Onları “olağan olmayanlar” dinliyor olamaz çünkü. Böyle hissediyorlardır, sanıyorum. Dinleyenler de spikerin o şarkılı sesinin tınısıyla güne umutla bakıyorlardır. Öyle demişlerdir, tahminimce.

Ben de umutla bakmak istiyorum tabii, her şeye. İçimden ne geçtiyse söylemek istiyorum. “Ben artık şarkı dinlemek değil, şarkı söylemek istiyorum2” hatta. Her ne kadar rahatlamaya gittiğim havuzda çalan radyo bile beni (ve tüm ötekileri) görmezden gelmek konusunda ısrarcı davransa ve bunu dünyanın en normal, en beklenen, en alkışlanan şeyiymiş gibi yapsa da…

Yani kelimeler benim/bizim için öyle kolay değil hiçbir zaman. En azından bunu size ifade etmek istiyorum. O çok yüceltilen “sevgi” bile. Gerçekten. Umut bile…
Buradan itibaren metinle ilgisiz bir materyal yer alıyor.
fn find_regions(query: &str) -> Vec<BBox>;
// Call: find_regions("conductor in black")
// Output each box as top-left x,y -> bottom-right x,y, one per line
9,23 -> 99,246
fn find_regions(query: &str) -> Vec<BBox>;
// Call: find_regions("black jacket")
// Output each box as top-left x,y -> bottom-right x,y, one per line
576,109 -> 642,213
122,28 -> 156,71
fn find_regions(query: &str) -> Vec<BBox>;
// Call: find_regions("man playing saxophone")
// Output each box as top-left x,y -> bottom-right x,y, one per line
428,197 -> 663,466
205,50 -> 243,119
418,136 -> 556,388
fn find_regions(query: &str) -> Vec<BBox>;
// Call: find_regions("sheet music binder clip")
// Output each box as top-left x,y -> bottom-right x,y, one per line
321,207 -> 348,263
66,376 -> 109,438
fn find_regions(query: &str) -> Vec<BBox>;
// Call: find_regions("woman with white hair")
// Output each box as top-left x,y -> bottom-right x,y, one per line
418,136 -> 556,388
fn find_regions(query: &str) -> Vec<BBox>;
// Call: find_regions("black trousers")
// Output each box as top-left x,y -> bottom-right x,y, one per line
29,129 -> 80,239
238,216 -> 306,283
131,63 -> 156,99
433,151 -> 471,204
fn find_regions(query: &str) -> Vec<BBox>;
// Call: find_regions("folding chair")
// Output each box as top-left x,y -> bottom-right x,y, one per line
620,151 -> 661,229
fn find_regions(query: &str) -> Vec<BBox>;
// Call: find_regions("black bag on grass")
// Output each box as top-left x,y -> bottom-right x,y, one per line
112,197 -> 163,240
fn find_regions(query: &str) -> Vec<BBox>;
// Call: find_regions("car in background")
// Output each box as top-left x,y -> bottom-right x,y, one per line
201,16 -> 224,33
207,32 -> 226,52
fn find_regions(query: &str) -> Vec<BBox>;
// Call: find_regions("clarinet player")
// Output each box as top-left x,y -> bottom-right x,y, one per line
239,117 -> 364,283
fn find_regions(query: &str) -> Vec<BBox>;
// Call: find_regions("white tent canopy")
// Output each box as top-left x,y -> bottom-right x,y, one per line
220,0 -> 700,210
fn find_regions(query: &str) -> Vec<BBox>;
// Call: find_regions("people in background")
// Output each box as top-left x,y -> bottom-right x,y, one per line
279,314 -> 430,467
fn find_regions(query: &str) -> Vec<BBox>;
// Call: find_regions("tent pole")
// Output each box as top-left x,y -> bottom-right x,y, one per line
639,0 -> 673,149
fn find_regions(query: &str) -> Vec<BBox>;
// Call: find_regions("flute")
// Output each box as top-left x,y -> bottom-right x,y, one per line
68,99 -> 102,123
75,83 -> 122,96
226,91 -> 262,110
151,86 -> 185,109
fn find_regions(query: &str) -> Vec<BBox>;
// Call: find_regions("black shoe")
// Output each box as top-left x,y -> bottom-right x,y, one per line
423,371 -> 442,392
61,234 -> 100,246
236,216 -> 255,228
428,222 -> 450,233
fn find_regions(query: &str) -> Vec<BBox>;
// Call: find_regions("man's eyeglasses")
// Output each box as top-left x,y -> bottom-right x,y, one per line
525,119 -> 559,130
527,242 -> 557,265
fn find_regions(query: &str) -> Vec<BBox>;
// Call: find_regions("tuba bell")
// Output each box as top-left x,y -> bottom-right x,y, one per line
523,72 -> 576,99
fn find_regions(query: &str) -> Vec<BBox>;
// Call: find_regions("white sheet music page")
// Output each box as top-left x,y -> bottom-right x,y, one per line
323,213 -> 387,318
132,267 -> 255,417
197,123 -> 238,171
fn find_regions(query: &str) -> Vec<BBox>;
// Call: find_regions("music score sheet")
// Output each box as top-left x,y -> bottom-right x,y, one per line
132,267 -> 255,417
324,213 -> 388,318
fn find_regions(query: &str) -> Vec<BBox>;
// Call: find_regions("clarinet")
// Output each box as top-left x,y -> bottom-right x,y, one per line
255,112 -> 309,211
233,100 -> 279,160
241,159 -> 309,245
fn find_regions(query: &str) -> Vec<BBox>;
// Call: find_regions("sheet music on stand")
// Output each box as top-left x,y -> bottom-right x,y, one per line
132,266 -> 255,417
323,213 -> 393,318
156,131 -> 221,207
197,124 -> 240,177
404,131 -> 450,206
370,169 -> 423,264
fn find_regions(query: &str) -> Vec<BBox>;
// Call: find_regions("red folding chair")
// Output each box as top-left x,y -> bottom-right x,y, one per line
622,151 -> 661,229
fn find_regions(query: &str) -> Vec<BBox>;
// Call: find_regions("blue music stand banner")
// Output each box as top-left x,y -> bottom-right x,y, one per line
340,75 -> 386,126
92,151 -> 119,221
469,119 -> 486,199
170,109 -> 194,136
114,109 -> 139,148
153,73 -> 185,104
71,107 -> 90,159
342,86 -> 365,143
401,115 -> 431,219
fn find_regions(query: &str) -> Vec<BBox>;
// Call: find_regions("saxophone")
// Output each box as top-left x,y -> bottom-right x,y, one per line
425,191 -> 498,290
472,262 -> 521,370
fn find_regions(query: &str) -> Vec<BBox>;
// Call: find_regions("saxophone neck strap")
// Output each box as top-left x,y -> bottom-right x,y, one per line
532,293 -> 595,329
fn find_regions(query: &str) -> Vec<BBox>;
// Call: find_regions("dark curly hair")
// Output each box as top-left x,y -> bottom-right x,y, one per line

Hepinize sabır, hoşgörü ve dayanışma dolu günler dilerim,

Sa

1: Atilla İhan’ın ‘Ayrılık Sevdaya Dahil’ isimli şiirine gönderme.

2: Nazım Hikmet’in “Seni Düşünmek” şiirinden bir alıntı.

*KaosGL.org Gökkuşağı Forumu’nda yayınlanan yazılardan yazarları sorumludur. Yazının KaosGL.org’ta yayınlanmış olması köşe yazılarındaki görüşlerin KaosGL.org’un görüşlerini yansıttığı anlamına gelmemektedir.